We consider the following scenario: A radiotherapy clinic has a limited number of proton therapy slots available each day to treat cancer patients of a given tumor site. The clinic's goal is to minimize the expected number of complications in the cohort of all patients of that tumor site treated at the clinic, and thereby maximize the benefit of its limited proton resources.

To address this problem, we extend the normal tissue complication probability (NTCP) model–based approach to proton therapy patient selection to the situation of limited resources at a given institution. We assume that, on each day, a newly diagnosed patient is scheduled for treatment at the clinic with some probability and with some benefit from protons over photons, which is drawn from a probability distribution. When a new patient is scheduled for treatment, a decision for protons or photons must be made, and a patient may wait only for a limited amount of time for a proton slot becoming available. The goal is to determine the thresholds for selecting a patient for proton therapy, which optimally balance the competing goals of making use of all available slots while not blocking slots with patients with low benefit. This problem can be formulated as a Markov decision process (MDP) and the optimal thresholds can be determined via a value‐policy iteration method.

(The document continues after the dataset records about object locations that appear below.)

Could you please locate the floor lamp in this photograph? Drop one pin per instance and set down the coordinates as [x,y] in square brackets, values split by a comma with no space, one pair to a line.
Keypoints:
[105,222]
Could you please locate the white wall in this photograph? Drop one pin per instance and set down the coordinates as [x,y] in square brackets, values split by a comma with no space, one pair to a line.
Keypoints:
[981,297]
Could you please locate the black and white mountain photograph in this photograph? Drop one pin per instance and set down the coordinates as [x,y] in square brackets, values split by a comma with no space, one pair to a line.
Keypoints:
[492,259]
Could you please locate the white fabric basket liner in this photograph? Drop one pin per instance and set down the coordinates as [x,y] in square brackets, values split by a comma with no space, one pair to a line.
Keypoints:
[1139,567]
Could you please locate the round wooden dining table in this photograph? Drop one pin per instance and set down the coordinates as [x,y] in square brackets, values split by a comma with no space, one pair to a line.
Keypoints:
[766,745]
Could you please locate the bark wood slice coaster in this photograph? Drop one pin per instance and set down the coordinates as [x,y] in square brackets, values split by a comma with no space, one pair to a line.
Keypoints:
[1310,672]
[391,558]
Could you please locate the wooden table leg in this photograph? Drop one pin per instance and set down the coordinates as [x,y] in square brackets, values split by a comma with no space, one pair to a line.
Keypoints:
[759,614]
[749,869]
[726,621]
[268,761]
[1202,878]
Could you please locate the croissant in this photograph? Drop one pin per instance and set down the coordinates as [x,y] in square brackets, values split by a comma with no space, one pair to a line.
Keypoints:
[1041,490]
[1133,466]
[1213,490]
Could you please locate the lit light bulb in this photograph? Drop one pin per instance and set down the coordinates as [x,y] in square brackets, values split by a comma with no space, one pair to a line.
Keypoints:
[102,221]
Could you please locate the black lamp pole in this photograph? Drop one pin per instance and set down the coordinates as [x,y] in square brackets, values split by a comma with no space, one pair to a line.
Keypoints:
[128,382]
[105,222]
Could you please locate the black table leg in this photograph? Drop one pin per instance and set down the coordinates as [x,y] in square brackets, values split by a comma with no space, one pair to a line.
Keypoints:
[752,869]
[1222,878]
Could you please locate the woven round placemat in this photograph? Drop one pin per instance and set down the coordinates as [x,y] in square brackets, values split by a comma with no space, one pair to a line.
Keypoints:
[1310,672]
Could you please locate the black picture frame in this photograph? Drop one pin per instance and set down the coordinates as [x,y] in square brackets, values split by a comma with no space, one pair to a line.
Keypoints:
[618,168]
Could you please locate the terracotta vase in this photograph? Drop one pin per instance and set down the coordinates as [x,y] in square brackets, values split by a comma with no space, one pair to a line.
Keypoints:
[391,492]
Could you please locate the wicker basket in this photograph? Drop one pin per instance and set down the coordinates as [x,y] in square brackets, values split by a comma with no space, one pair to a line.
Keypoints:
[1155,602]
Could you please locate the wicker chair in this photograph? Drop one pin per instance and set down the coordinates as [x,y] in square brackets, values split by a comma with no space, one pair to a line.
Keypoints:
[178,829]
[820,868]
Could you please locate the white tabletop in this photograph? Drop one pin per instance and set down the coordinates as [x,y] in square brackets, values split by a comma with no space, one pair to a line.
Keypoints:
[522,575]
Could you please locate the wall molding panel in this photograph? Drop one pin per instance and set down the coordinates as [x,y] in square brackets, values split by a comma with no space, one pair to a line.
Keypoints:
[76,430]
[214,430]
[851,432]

The optimal thresholds depend on the number of available proton slots, the average number of patients under treatment, and the distribution of values. In addition, the optimal thresholds depend on the current utilization of the facility. For example, if one proton slot is available and a second frees up shortly, the optimal threshold is lower compared to a situation where all but one slot remain blocked for longer.

MDP methodology can be used to augment current NTCP model–based patient selection methods to the situation that, on any given day, the number of proton slots is limited. The optimal threshold then depends on the current utilization of the proton facility. Although, the optimal policy yields only a small nominal benefit over a constant threshold, it is more robust against variations in patient load.